A friend – let’s call him “M” – told me to keep an eye on the mailbox. Assuming “M” did not mean this literally, I complied. My reward was a 72-inch Freddy Krueger with a huge head and absolutely no feet.
“M” apologized for leaving the price sticker on. He feared that any attempt at removing it would destroy the box. Actually, I’m glad it was intact. The “HOT BUYS: 19.99” sticker betrays Freddy’s roots at some faraway Walgreens, and indeed, it’s structured just like so many of their humongous yet relatively inexpensive Halloween decorations with big hard heads topping five feet of cheap ass fabric.

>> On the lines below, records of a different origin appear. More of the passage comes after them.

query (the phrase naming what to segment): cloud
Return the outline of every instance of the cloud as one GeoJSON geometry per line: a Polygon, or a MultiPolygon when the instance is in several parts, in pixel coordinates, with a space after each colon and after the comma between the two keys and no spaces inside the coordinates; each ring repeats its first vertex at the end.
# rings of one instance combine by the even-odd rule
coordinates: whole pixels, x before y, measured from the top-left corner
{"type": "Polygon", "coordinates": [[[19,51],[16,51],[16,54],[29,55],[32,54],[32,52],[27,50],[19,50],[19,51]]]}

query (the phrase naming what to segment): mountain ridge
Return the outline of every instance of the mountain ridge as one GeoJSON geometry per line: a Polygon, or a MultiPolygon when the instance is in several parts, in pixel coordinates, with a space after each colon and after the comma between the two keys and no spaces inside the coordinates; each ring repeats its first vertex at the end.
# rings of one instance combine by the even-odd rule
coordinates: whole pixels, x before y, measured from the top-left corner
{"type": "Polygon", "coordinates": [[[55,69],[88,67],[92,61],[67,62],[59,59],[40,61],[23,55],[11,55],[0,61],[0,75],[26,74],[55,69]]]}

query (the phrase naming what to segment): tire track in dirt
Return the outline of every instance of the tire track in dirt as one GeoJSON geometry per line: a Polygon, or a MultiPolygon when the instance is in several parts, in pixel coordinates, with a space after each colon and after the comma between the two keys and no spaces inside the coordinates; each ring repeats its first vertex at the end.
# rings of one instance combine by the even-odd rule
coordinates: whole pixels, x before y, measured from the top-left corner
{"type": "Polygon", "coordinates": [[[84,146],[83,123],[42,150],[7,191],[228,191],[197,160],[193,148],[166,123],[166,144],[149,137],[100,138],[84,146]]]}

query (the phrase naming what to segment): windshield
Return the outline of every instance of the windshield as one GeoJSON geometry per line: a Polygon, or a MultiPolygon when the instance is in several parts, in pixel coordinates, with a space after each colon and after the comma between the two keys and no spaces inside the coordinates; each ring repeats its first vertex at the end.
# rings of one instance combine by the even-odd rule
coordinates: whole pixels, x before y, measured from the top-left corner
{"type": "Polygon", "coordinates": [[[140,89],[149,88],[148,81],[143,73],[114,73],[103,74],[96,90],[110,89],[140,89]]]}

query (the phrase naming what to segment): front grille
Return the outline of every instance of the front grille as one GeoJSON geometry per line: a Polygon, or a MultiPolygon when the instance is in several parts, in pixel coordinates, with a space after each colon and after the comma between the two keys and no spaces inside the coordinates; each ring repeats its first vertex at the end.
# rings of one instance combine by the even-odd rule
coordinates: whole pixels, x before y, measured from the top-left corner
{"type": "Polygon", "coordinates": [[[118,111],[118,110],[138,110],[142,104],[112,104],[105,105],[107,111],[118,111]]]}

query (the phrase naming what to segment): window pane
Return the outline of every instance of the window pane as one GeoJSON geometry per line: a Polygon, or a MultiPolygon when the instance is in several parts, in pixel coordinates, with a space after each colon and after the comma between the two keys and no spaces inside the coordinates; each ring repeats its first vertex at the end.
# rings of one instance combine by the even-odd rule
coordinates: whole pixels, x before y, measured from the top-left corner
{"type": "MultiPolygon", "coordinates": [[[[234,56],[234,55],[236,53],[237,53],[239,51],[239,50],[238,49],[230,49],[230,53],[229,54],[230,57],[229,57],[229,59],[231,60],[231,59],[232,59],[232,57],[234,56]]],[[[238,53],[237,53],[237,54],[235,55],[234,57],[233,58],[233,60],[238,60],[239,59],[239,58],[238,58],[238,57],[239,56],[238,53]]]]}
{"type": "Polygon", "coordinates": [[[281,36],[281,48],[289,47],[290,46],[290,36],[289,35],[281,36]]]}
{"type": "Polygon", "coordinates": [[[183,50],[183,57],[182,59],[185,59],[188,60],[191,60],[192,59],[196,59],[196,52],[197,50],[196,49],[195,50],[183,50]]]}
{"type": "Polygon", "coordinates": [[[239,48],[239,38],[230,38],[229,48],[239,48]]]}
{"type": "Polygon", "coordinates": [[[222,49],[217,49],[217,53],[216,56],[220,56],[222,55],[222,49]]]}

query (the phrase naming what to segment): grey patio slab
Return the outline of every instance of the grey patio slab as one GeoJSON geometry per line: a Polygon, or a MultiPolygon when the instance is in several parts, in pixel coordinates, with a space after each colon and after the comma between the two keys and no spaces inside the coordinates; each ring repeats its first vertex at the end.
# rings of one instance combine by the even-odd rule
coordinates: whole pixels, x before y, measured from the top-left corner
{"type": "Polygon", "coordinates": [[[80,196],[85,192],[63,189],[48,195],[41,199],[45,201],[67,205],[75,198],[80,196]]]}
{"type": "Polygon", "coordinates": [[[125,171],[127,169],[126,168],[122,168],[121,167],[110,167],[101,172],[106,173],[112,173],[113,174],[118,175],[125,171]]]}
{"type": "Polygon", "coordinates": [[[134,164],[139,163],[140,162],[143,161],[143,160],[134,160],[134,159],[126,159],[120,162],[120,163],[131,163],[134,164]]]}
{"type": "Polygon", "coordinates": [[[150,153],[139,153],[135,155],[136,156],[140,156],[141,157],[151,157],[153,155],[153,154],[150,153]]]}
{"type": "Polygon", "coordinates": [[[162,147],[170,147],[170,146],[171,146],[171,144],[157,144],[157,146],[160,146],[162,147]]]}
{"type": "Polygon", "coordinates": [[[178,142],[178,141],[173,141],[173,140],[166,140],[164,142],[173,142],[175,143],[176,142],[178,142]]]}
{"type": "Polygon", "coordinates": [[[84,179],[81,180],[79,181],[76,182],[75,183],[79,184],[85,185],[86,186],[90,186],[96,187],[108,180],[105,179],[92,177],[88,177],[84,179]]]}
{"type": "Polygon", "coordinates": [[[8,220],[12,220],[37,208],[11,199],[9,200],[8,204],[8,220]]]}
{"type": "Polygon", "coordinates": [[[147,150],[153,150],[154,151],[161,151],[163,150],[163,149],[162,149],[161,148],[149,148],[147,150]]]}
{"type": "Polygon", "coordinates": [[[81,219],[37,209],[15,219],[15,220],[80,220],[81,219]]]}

Thing is, those decorations are usually of the generic sort, representing guys like the Grim Reaper, or a version of Ghostface that isn’t really Ghostface. I’d never seen one based on a licensed character, let alone one as top shelf as Fred C. Krueger.
SO WONDERFUL. SO, SO WONDERFUL.
I tried hard to capture Freddy’s awesomeness, but these photos really aren’t cutting it. This is an amazing decoration, and one that I’ll be enjoying well after October 31st.
Freddy’s head and arms form a sort of “coat hanger,” while a thin, full-body costume takes him to the advertised six feet. As I removed Freddy from the box and realized exactly what he was, I made the same O-face that Ralphie did while opening his official Red Ryder BB gun.
The head is enormous. The decoration is six feet tall, but a head like this really begs for nine. And check out that expression! This isn’t “casual Freddy.” I’m not even sure that “angry Freddy” says enough. No, this is the “cat shat on my hat Freddy.” Outrage at its most outrageous.
Freddy’s arms are poseable. It’s a neat way to make him convey all sorts of emotions. With how I’ve arranged his arms for this photo, Freddy looks like he just found a half-off coupon for his favorite chain restaurant. It doesn’t take much to anger Freddy, but in his defense, it doesn’t take much to make him happy, either.
His hands are fantastic. It’s weird to say, but I don’t think the gloved hand is my favorite of the two. The bare one just has such impressive detailing, and the fingers are so obnoxiously long that they make E.T.’s look like a bunch of pool dicks.
Best of all, this mutant version of Freddy Krueger is clearly a relative of Larry’s. I’m two rubber torsos away from history’s greatest family reunion.
I took these photos outside (this isn’t ancient Rome; I don’t have a peristyle), but Freddy really works better indoors. It’s a tall decoration, but it doesn’t take up much space, and keeping it indoors removes all of the atrocities waiting to be caused by wind.
And I wasn’t kidding earlier: This decoration definitely can stay out all year. He may shine brightest during the Halloween season, but Freddy isn’t strictly associated with it. People aren’t gonna come in here next August and say, “What’s with the Freddy? It isn’t Halloween.” They’ll just stop at “What’s with the Freddy?”
Thank you, “M,” for this wonderful thing that I will love and cherish forever. To show my gratitude, I’m writing you a poem. It’s far from finished, but here’s the first stanza:
You sent me Fred
He has a big head
Though I suppose that’s more of a couplet.